I am studying miscue analysis right now, and besides your apparent ability to take quotes out of context and display them, I fail to see how you have made an argument against this technique. Nice cutting and pasting though--you rival my 8th graders!

Benjamin

Theresa, it's hard to argue that whole paragraphs are quotes out of context. They speak for themselves pretty well. The word-guessing style of miscue (and it always comes down to word guessing rather than actual reading) can't touch teaching the kids the basic phonics that the written word is built upon.

Liz Ditz

Teresa, you missed the point. Miscue analysis is fatally flawed. Expert readers look at every letter and word, and rely little on context.

However, feel free to write a defense of miscue analysis and post it here. Tell me where the experts cited above are wrong. Provide citations.

Liz Ditz

The email address Teresa provided was invalid. Maybe she'll check back here and respond.

Kid Omega

Goodman himself suggested that when a reader’s miscues are analysed, the most important single indication of the reader’s proficiency is the semantic acceptability. The reader’s preoccupation with meaning will show up in miscues and not in other similar reading tests. In this way miscue analysis absolutely reliant on context so I cant say I agree with your point Liz.
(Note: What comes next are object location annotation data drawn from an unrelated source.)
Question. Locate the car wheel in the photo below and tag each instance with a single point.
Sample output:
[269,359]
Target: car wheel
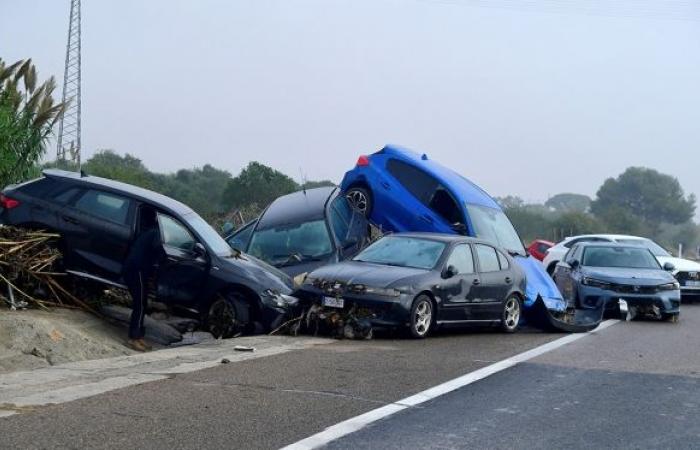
[672,318]
[224,318]
[421,317]
[360,199]
[510,317]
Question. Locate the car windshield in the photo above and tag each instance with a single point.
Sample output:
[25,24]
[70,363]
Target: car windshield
[291,244]
[626,257]
[655,248]
[493,225]
[403,252]
[213,240]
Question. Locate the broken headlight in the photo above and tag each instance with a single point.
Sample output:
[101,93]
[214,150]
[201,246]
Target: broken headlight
[273,298]
[670,286]
[596,283]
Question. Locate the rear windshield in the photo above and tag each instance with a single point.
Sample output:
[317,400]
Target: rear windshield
[623,257]
[403,252]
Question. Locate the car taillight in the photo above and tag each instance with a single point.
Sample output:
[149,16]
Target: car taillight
[7,202]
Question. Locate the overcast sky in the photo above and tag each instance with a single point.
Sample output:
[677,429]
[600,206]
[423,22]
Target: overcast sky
[529,97]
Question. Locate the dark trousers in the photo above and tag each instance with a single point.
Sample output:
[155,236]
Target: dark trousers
[136,282]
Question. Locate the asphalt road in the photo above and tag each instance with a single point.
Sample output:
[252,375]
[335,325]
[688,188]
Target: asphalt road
[632,385]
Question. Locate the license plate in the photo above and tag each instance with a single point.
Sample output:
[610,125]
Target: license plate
[333,302]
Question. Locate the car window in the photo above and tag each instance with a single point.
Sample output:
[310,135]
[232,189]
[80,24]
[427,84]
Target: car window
[462,259]
[417,182]
[66,196]
[503,261]
[104,205]
[341,215]
[445,206]
[488,259]
[174,234]
[239,239]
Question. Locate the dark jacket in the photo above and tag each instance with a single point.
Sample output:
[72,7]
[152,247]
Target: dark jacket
[145,252]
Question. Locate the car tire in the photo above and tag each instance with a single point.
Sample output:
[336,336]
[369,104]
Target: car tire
[511,313]
[672,318]
[226,316]
[422,317]
[360,199]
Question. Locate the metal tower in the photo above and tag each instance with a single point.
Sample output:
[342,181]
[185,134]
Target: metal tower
[68,150]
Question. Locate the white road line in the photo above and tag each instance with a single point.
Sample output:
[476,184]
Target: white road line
[358,422]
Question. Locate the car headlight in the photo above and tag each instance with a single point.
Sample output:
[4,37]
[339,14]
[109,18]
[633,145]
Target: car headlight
[273,298]
[670,286]
[381,292]
[595,283]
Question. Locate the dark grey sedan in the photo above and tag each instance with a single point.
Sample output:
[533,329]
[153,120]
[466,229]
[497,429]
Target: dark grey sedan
[621,275]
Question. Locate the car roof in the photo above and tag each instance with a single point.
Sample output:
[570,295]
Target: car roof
[456,183]
[605,236]
[297,207]
[117,186]
[441,237]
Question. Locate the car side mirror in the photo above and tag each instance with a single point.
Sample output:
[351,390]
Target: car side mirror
[227,228]
[459,228]
[449,272]
[199,250]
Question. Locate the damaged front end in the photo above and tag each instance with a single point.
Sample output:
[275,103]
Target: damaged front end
[546,308]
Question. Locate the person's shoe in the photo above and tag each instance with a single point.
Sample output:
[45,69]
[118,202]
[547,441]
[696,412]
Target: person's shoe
[139,345]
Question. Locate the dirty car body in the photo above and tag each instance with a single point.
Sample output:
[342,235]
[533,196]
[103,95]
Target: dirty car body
[304,230]
[592,274]
[98,220]
[404,191]
[467,281]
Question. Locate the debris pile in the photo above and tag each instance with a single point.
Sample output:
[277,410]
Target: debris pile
[28,271]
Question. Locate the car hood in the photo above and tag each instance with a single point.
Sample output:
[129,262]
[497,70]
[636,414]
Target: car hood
[680,264]
[641,277]
[539,284]
[265,275]
[375,275]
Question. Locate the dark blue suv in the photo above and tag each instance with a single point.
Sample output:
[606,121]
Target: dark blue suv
[400,190]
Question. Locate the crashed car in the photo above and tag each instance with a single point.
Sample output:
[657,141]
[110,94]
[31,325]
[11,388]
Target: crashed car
[621,276]
[98,220]
[422,281]
[400,190]
[687,272]
[304,230]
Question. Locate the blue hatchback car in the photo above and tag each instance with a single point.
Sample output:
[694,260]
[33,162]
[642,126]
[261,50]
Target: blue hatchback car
[400,190]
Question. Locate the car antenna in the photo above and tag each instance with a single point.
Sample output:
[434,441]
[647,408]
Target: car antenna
[303,180]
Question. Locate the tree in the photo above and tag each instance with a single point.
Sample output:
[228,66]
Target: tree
[27,117]
[257,184]
[642,195]
[566,202]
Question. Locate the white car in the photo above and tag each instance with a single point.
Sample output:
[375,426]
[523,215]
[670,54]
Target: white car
[687,272]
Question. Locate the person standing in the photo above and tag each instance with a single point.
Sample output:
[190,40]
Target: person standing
[140,264]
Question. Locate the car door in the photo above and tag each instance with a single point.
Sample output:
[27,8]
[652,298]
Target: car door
[458,291]
[408,192]
[181,276]
[496,280]
[97,228]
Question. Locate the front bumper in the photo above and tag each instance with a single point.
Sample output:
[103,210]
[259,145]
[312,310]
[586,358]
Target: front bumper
[592,298]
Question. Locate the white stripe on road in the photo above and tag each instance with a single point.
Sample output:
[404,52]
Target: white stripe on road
[358,422]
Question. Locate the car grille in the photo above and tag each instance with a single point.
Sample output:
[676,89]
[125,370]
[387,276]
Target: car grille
[682,277]
[633,289]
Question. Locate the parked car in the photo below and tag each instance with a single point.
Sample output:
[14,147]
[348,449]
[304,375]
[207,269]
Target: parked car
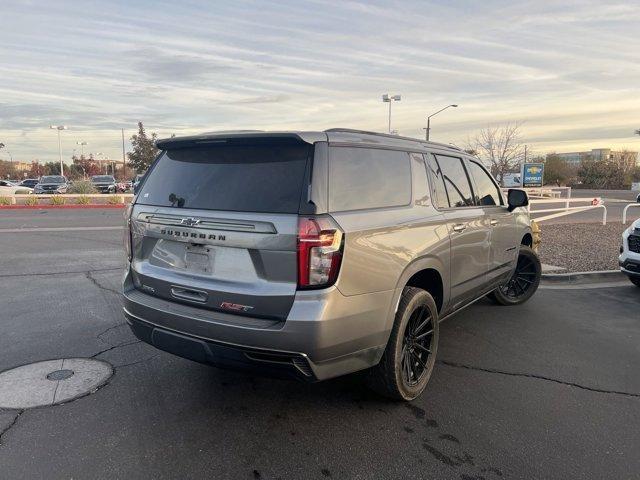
[317,254]
[629,259]
[124,186]
[104,183]
[29,182]
[51,184]
[11,188]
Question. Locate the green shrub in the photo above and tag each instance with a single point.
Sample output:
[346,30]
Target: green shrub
[33,200]
[84,187]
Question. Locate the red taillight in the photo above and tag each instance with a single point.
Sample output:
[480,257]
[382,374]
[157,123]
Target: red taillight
[319,252]
[127,232]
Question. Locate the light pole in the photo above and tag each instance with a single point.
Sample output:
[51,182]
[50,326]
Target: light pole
[428,129]
[59,128]
[388,99]
[82,145]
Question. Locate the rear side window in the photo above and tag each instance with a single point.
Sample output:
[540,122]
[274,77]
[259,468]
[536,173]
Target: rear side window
[455,181]
[435,174]
[361,178]
[265,178]
[486,192]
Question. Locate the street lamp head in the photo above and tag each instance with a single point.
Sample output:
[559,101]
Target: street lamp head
[390,98]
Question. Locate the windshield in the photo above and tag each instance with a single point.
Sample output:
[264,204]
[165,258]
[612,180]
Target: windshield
[248,178]
[52,179]
[102,179]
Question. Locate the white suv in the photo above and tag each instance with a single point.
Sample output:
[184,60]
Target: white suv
[629,259]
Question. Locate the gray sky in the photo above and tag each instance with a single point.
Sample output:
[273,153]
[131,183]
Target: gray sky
[569,71]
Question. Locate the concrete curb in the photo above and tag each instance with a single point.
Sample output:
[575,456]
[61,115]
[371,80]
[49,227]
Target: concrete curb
[74,206]
[601,276]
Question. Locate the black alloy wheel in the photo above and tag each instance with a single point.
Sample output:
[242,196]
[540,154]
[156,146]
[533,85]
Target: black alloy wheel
[417,346]
[410,355]
[523,283]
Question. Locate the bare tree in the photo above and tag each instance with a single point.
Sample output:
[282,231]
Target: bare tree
[500,147]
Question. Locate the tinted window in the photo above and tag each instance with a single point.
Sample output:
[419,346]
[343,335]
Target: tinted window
[455,181]
[435,175]
[486,192]
[250,178]
[362,178]
[102,178]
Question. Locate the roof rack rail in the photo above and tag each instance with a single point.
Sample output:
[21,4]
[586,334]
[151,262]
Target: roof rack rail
[379,134]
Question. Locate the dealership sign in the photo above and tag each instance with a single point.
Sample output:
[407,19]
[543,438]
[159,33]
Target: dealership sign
[532,174]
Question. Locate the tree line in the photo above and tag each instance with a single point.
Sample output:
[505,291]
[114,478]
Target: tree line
[143,153]
[501,148]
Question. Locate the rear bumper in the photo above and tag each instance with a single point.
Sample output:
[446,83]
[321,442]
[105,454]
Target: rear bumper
[325,335]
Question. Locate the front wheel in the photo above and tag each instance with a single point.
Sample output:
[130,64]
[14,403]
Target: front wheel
[523,283]
[408,360]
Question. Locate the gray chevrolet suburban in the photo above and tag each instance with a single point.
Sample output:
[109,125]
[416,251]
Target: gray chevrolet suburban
[318,254]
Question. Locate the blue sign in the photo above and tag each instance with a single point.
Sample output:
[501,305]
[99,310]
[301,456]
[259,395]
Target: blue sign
[532,174]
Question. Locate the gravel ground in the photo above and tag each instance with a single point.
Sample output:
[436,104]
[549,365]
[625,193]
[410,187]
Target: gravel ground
[581,247]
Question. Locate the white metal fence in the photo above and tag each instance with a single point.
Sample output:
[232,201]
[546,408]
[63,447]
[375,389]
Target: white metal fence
[593,203]
[624,211]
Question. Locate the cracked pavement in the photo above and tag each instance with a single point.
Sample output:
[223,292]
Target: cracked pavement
[549,389]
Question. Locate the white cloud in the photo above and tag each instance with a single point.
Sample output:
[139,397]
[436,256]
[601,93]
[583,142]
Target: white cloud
[567,70]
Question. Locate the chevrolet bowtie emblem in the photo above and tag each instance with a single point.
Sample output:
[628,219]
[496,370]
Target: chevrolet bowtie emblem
[189,222]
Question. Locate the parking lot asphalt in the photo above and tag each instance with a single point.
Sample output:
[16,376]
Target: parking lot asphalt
[549,389]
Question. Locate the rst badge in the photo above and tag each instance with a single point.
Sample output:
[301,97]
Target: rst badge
[236,307]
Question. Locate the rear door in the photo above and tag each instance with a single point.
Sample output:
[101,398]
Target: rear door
[215,225]
[469,230]
[503,245]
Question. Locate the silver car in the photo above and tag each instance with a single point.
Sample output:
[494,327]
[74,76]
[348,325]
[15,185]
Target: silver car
[318,254]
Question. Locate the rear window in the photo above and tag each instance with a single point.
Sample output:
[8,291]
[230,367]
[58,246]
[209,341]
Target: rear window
[362,178]
[251,178]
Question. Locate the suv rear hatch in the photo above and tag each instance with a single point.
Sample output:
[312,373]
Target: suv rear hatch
[215,224]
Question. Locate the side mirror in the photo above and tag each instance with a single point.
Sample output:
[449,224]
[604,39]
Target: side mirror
[517,198]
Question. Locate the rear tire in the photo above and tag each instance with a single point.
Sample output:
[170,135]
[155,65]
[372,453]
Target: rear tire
[524,282]
[408,360]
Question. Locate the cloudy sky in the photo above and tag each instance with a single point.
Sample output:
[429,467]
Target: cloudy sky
[568,70]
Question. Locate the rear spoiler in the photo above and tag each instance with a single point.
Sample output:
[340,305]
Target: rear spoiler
[239,137]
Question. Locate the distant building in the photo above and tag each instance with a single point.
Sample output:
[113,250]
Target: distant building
[598,154]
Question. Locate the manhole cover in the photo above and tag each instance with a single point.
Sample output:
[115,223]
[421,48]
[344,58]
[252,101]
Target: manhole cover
[51,382]
[58,375]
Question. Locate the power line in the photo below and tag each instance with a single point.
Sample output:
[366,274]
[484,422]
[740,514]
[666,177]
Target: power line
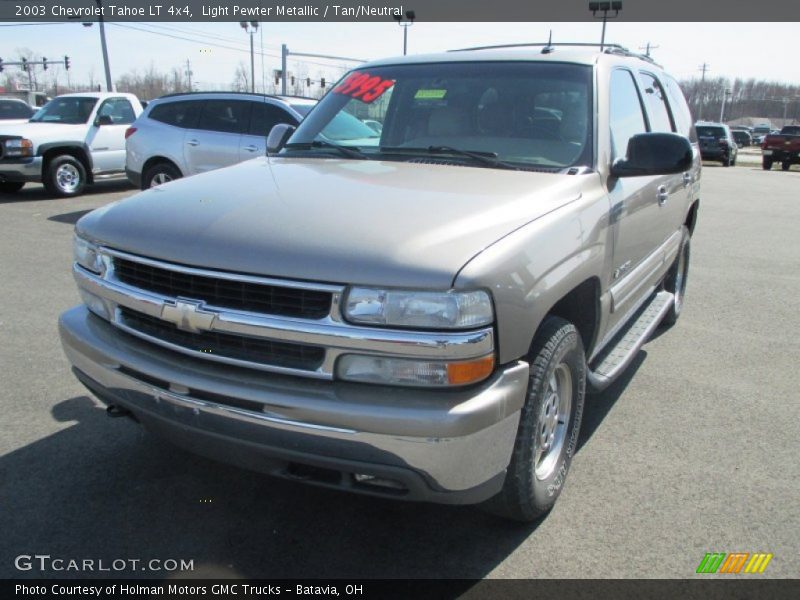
[215,44]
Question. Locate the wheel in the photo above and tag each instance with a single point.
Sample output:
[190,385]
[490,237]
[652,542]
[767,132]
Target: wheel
[65,176]
[549,424]
[11,187]
[159,173]
[676,279]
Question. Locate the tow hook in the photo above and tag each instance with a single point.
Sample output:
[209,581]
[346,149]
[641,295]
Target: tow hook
[117,411]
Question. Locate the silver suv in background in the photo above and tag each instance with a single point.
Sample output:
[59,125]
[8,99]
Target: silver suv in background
[184,134]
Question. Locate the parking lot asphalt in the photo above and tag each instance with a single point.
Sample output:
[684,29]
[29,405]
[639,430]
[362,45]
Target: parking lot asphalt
[694,450]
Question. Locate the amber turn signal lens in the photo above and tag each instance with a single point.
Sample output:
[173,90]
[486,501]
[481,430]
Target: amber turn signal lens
[471,371]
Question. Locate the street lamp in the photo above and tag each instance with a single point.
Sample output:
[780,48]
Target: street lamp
[725,96]
[405,21]
[106,66]
[251,27]
[605,7]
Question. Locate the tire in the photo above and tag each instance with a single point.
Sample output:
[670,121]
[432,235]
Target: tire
[11,187]
[676,279]
[159,173]
[557,386]
[65,176]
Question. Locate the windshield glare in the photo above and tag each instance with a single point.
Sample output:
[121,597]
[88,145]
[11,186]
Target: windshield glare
[528,114]
[69,110]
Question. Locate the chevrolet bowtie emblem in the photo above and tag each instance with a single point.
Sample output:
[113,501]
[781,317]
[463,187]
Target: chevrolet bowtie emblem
[188,315]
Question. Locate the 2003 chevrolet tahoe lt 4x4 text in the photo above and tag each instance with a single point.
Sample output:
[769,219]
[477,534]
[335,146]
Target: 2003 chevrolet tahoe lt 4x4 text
[415,313]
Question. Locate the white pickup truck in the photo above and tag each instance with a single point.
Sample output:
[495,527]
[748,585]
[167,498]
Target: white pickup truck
[73,140]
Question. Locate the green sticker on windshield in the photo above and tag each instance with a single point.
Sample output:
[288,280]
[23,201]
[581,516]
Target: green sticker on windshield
[430,94]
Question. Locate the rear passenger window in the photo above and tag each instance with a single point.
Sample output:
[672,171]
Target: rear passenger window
[225,116]
[625,113]
[656,101]
[263,117]
[180,114]
[119,109]
[680,109]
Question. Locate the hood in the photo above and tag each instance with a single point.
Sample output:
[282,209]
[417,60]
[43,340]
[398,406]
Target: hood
[5,122]
[331,220]
[41,133]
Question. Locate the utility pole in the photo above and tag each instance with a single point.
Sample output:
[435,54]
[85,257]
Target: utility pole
[251,27]
[727,92]
[647,48]
[189,74]
[703,68]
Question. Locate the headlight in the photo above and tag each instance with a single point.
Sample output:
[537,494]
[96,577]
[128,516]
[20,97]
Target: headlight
[419,309]
[412,372]
[18,148]
[86,255]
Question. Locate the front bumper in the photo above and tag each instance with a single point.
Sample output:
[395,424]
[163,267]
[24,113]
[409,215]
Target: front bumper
[448,446]
[780,155]
[21,170]
[714,153]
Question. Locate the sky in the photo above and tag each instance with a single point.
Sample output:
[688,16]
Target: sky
[216,49]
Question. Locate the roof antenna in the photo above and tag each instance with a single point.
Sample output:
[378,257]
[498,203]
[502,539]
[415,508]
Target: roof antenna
[549,48]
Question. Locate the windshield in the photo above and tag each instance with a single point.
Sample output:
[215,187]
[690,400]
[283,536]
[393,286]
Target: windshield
[69,110]
[524,114]
[11,109]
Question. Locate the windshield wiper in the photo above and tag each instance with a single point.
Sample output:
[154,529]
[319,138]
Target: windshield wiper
[487,158]
[348,151]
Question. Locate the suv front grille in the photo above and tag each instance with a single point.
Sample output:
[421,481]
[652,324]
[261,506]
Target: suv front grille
[225,293]
[225,345]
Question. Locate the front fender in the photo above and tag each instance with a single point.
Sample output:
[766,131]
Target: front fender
[534,267]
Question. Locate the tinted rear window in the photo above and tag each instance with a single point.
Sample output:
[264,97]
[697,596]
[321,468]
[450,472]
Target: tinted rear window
[716,132]
[180,114]
[14,110]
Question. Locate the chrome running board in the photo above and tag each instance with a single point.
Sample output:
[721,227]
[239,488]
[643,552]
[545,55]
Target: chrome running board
[621,352]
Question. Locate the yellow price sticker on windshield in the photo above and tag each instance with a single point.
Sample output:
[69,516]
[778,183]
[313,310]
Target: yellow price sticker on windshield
[430,94]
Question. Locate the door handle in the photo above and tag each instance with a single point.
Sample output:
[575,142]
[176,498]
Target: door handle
[662,195]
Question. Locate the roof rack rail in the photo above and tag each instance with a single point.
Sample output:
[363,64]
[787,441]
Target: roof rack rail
[195,92]
[547,47]
[539,44]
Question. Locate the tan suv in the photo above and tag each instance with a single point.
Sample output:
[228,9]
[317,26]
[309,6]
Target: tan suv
[416,312]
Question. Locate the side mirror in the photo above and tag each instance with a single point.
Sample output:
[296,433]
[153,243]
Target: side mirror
[278,136]
[654,154]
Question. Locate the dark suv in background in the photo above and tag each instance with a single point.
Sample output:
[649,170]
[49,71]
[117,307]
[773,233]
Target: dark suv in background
[717,143]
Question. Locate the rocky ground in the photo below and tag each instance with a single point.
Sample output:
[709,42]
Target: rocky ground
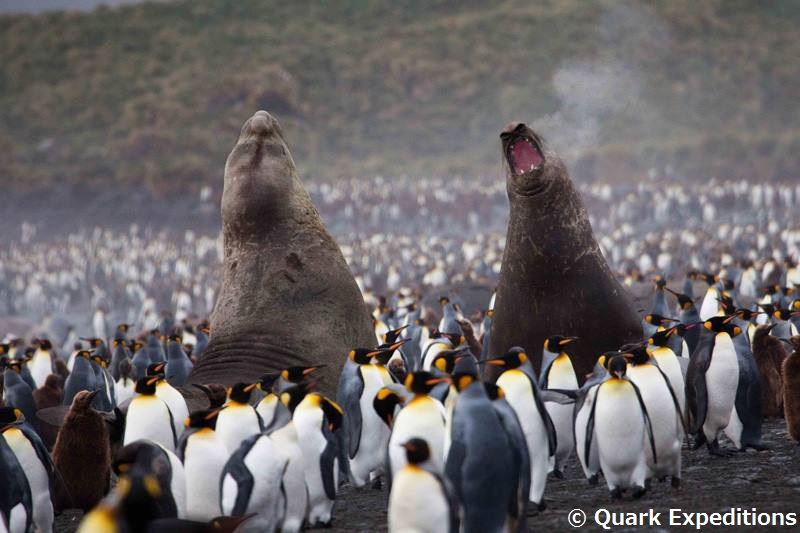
[768,481]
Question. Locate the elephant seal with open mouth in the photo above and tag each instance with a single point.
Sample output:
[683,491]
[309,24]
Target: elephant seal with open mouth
[288,297]
[554,279]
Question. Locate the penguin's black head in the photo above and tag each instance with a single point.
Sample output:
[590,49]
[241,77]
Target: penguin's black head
[147,385]
[661,338]
[684,301]
[296,374]
[362,356]
[658,320]
[10,416]
[722,324]
[726,303]
[417,451]
[292,396]
[393,335]
[514,358]
[94,342]
[493,391]
[556,343]
[421,382]
[206,418]
[636,354]
[445,361]
[617,366]
[241,392]
[386,351]
[267,381]
[155,369]
[385,404]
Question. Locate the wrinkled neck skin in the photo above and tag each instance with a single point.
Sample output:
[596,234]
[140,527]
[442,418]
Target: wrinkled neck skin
[548,220]
[262,190]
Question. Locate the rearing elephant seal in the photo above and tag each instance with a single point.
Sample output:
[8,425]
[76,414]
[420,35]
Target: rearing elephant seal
[554,279]
[288,297]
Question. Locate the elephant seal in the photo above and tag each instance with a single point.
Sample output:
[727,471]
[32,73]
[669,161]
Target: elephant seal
[288,297]
[554,279]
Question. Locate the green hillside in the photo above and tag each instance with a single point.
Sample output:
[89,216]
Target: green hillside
[155,93]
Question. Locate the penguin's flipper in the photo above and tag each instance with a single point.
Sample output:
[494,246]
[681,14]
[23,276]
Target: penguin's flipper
[327,464]
[452,502]
[674,399]
[353,389]
[648,423]
[552,440]
[696,391]
[238,471]
[590,430]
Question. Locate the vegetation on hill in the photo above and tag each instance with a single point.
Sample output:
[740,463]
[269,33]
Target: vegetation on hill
[156,93]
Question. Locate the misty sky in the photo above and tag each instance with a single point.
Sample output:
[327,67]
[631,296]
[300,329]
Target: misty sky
[38,6]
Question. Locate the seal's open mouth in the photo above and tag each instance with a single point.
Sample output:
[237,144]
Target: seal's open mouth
[524,156]
[522,149]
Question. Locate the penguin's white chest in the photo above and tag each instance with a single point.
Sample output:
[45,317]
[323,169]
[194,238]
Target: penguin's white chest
[235,423]
[40,366]
[417,502]
[722,380]
[423,417]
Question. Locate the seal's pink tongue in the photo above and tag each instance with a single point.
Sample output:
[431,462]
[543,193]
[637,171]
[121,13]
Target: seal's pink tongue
[525,156]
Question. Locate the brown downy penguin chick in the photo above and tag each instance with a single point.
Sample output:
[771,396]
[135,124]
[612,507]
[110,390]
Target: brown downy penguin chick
[791,390]
[50,394]
[766,351]
[82,456]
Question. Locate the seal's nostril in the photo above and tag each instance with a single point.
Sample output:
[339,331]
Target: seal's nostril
[512,127]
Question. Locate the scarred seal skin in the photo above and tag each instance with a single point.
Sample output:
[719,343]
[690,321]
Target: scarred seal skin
[554,279]
[288,297]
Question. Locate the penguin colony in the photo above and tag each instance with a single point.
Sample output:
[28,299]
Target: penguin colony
[412,416]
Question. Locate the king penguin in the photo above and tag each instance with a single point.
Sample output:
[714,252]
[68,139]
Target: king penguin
[722,393]
[252,482]
[239,419]
[16,507]
[32,455]
[204,455]
[664,411]
[149,417]
[170,396]
[557,373]
[522,393]
[317,421]
[480,462]
[423,417]
[367,435]
[619,427]
[421,498]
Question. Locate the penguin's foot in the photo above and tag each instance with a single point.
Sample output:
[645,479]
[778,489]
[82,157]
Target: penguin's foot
[715,450]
There is no doubt that phonics teaching is invaluble in school (without it we could not decode words) but the whole point of reading a text is comprehension. Decoding words vocally without any understanding is not reading.

Oh and I havent given my email address out as i dont want to recieve any emails.

:D

Michelle Breum

Thank you for sharing this information. I began researching this topic after viewing videos with experts discussing reading research on Reading Rockets' website. I know many teachers who hold on to the three cuing systems. Good readers use visual clues and phonics to read a word initially. The other cuing systems help with comprehension and determining if a word attempt makes sense after attempting to read a word with letters and sounds.
My children's school continues with balanced literacy, sight words, and the three cuing systems. I taught in the same school district and was trained in Reading Recovery.
Important research has been done! It has been around for more than ten years! I'm thrilled to find out NEW information and change my way of teaching to create successful readers. Yes, I learned all the other stuff, it seemed to make sense, but it has been proven not be the way to teach!
When children first start to read using phonics it may sound choppy at first. A sentence may need to be reread if a child takes some time sounding out a word to get back into comprehending his or her reading. It's like riding a bike or learning a musical instrument. It takes time. Patience and rereading familar text will produce fluent readers.
I hope more people who hold onto balanced literacy will dive into the research and find ways to teach that are proven to work.

Vicky B

Reading is an active, meaning-making process, so to focus exclusively on phonics at the expense of all the other experiences children bring to a text AND take from it is to remove their enjoyment of reading. Studies show that while the UK's children remain near the top of the ladder in terms of reading ability (despite the English language's complex orthography), pleasure in reading has declined significantly since the introduction of reading schemes. As more advanced readers we sample text, looking to graphohonic cues for confirmation of what our semantic and synatactic cues have already told us. The more important debate here is: what sort of readers do we want to create? Those that can simply lift words off the page, or real readers whose lives are transformed by reading?

Looking for evidence

I never understood the argument that phonics or single word decoding reduces reading enjoyment. You can't enjoy the book, if you can't read the words on the page. It's a step by step process. Systematic approaches do not exclude meaning or comprehension from instruction, they just break down the process and start with the first step. I wish Universities would stop teaching "theory" and teach what works based on data and evidence so this argument could be put to rest once and for all.